Level 1: Cell The cell is the basic unit of life. Anything that is alive is either a cell, or made up of multiple cells. Everything that is done in an organism is done by and for the cells in it. Cells need to obtain energy, nutrients, eliminate wastes, grow, and reproduce. Cells have their own organelles (little organs) which perform these tasks on cellular level.

Level 2: Tissue Long ago cells began to join together to form more complex organisms. These organisms were still very simple, but were also very successful. They operated as larger unit and began to specialize in function In our bodies, cells join up with other similar cells to form a specialized tissue.

Level 3: Organ Organ - Tissues that together form a part of the body that performs one or more specialized functions. The tissue here is specialized. In most organisms the loss of an organ would probably mean death as its job cannot be performed by other tissues. Examples include: the brain, lung, heart, stomach, kidney, liver, small intestine.

Level 4: System Larger organisms began to evolve and, because of their size, needed to have larger, specialized systems to perform the necessary tasks. Cells began to specialize and form systems which got the jobs done. In our bodies every cell is part of a system which is responsible for one or more major functions to help keep us alive. If the system fails, we die.

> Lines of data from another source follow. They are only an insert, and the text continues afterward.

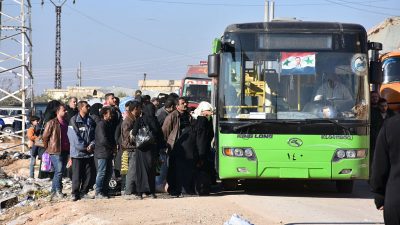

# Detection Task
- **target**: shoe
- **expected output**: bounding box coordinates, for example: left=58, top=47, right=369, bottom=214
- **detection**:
left=94, top=194, right=108, bottom=199
left=49, top=191, right=65, bottom=201
left=122, top=195, right=135, bottom=200
left=135, top=194, right=143, bottom=200
left=56, top=191, right=65, bottom=199
left=71, top=195, right=79, bottom=202
left=171, top=193, right=183, bottom=198
left=81, top=193, right=94, bottom=199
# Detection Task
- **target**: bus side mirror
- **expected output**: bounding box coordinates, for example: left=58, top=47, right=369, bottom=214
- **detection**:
left=369, top=61, right=383, bottom=84
left=368, top=41, right=383, bottom=84
left=208, top=54, right=220, bottom=77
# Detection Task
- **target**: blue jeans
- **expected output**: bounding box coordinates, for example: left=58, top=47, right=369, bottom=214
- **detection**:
left=96, top=158, right=112, bottom=195
left=29, top=145, right=39, bottom=178
left=50, top=151, right=69, bottom=192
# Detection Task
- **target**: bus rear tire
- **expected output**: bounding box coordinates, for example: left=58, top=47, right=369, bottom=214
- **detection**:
left=336, top=180, right=354, bottom=194
left=221, top=180, right=238, bottom=191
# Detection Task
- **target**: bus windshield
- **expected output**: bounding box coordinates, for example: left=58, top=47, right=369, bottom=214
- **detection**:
left=383, top=57, right=400, bottom=83
left=182, top=79, right=211, bottom=102
left=218, top=41, right=369, bottom=120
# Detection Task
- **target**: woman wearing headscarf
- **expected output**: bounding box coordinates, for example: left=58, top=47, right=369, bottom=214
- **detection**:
left=38, top=100, right=61, bottom=179
left=89, top=103, right=103, bottom=124
left=132, top=104, right=165, bottom=198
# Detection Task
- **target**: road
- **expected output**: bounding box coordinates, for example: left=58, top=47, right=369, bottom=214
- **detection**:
left=9, top=181, right=383, bottom=225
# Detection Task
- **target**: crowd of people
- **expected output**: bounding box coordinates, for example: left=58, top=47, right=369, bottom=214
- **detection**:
left=27, top=90, right=215, bottom=201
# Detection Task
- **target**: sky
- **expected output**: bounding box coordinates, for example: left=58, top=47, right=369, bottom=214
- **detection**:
left=19, top=0, right=400, bottom=94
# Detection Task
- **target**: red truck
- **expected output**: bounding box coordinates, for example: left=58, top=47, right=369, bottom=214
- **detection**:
left=179, top=62, right=212, bottom=111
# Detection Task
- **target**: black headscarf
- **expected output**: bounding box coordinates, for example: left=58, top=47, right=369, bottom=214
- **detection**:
left=43, top=100, right=61, bottom=124
left=133, top=103, right=164, bottom=145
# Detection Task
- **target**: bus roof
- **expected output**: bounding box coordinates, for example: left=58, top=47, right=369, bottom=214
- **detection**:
left=225, top=21, right=366, bottom=33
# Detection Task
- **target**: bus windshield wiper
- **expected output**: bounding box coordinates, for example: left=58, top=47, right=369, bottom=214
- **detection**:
left=306, top=119, right=351, bottom=135
left=233, top=120, right=300, bottom=131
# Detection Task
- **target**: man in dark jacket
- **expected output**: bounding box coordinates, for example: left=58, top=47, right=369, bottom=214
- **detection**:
left=156, top=98, right=176, bottom=126
left=94, top=107, right=116, bottom=199
left=65, top=97, right=78, bottom=123
left=68, top=101, right=96, bottom=201
left=370, top=115, right=400, bottom=225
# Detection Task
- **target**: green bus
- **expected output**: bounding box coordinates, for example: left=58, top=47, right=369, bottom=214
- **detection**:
left=208, top=21, right=382, bottom=193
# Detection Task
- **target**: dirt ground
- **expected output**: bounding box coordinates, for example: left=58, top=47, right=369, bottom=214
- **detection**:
left=0, top=159, right=30, bottom=177
left=15, top=196, right=273, bottom=225
left=0, top=155, right=273, bottom=225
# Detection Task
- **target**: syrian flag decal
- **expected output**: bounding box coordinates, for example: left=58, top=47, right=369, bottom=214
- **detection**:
left=281, top=52, right=315, bottom=75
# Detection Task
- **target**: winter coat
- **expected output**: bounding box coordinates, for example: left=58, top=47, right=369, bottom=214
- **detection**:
left=121, top=114, right=136, bottom=152
left=162, top=110, right=190, bottom=150
left=94, top=120, right=116, bottom=159
left=132, top=104, right=165, bottom=149
left=156, top=106, right=168, bottom=126
left=65, top=105, right=78, bottom=123
left=370, top=115, right=400, bottom=213
left=42, top=117, right=69, bottom=154
left=68, top=114, right=96, bottom=158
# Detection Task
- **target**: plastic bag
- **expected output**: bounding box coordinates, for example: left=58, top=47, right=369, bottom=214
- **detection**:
left=34, top=138, right=44, bottom=148
left=40, top=152, right=52, bottom=172
left=135, top=125, right=156, bottom=149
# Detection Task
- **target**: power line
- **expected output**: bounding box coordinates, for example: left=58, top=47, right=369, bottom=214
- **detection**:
left=338, top=0, right=400, bottom=11
left=138, top=0, right=387, bottom=7
left=325, top=0, right=395, bottom=17
left=35, top=51, right=206, bottom=73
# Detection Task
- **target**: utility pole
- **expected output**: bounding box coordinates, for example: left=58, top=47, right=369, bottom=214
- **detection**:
left=264, top=0, right=275, bottom=22
left=76, top=62, right=82, bottom=87
left=142, top=73, right=147, bottom=90
left=0, top=0, right=33, bottom=151
left=42, top=0, right=75, bottom=89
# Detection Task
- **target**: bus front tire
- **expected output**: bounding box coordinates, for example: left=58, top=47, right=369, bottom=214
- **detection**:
left=336, top=180, right=354, bottom=194
left=221, top=180, right=238, bottom=191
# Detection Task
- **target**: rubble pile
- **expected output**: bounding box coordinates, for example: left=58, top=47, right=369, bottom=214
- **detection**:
left=0, top=152, right=72, bottom=224
left=0, top=151, right=31, bottom=167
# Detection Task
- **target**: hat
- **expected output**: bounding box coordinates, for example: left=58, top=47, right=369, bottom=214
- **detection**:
left=193, top=102, right=214, bottom=118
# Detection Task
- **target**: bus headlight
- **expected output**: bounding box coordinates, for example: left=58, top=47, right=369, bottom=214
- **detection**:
left=233, top=148, right=244, bottom=157
left=336, top=150, right=346, bottom=159
left=222, top=147, right=256, bottom=160
left=332, top=149, right=367, bottom=162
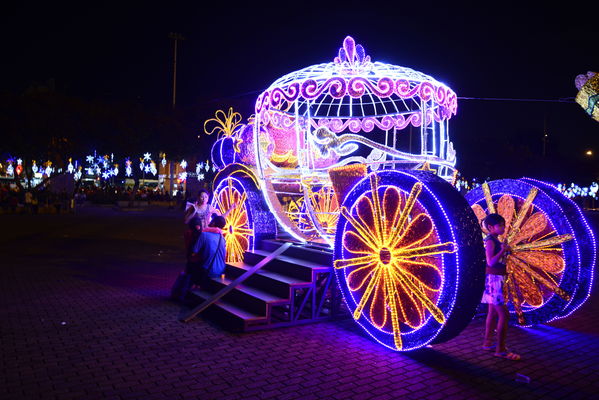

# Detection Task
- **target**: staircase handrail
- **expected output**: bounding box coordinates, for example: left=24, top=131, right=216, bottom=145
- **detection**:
left=179, top=242, right=292, bottom=322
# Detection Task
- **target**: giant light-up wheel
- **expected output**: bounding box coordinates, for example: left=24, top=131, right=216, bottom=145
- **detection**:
left=334, top=171, right=484, bottom=350
left=207, top=37, right=596, bottom=351
left=253, top=37, right=457, bottom=246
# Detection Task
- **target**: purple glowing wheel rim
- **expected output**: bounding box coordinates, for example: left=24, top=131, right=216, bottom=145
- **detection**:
left=466, top=179, right=580, bottom=326
left=522, top=178, right=597, bottom=317
left=334, top=171, right=484, bottom=351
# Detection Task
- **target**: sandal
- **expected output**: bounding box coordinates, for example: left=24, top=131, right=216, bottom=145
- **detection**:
left=494, top=351, right=521, bottom=361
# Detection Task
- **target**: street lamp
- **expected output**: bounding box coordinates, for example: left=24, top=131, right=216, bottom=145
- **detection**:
left=168, top=32, right=185, bottom=109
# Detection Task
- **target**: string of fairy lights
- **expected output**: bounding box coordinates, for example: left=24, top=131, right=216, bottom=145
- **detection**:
left=0, top=151, right=218, bottom=186
left=0, top=151, right=599, bottom=200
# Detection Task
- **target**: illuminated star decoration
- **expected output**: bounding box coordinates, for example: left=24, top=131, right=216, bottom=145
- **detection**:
left=204, top=107, right=243, bottom=144
left=215, top=178, right=254, bottom=262
left=334, top=174, right=457, bottom=350
left=44, top=161, right=54, bottom=177
left=472, top=183, right=573, bottom=325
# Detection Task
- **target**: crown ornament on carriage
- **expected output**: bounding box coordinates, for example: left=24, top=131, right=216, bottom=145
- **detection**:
left=333, top=36, right=373, bottom=75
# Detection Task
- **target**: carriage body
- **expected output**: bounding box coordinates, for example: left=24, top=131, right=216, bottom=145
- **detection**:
left=212, top=37, right=596, bottom=351
left=253, top=37, right=457, bottom=246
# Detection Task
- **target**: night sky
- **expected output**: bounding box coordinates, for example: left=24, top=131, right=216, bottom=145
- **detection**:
left=0, top=1, right=599, bottom=178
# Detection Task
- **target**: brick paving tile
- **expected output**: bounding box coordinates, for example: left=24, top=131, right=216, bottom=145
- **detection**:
left=0, top=209, right=599, bottom=400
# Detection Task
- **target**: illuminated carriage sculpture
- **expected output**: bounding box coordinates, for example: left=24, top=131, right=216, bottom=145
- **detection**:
left=213, top=37, right=596, bottom=350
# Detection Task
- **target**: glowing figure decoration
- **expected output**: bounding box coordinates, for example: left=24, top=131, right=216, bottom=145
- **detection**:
left=44, top=161, right=54, bottom=177
left=575, top=71, right=599, bottom=121
left=467, top=179, right=580, bottom=325
left=213, top=177, right=254, bottom=263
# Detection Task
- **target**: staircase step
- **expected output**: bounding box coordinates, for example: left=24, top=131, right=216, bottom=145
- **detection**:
left=202, top=278, right=289, bottom=318
left=225, top=262, right=312, bottom=298
left=190, top=289, right=267, bottom=330
left=258, top=239, right=333, bottom=265
left=245, top=250, right=331, bottom=281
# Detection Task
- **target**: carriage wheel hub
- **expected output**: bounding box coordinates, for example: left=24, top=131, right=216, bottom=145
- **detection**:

Level 5: Organism Organisms that are multicellular have specialized systems that do the same things that a one celled organism can do; it is just more successful on a larger scale. Remember that all living things are collections of cells. A dog is just a collection of organized cells working together to achieve two common goals: survival and reproduction.

Five Fundamental Functions Each living thing from a cell to an organism must find a way to carry out each other these functions, or it will die.

I. Energy Energy is needed to carry out all of the other functions necessary for life. Animals get this energy from eating plants and other animals. Plants get this energy from the sun.

II. Environment All living things need to interact with their environment in order to survive and reproduce.

III. Reproduction While not all living things reproduce, as a species if the organisms do not reproduce the species will die out.

IV. Growth All living things start out small and undeveloped and become larger and more complex.

V. Produce Wastes Wastes are by-products of the other functions. They can be poisonous to the organism and therefore must be removed.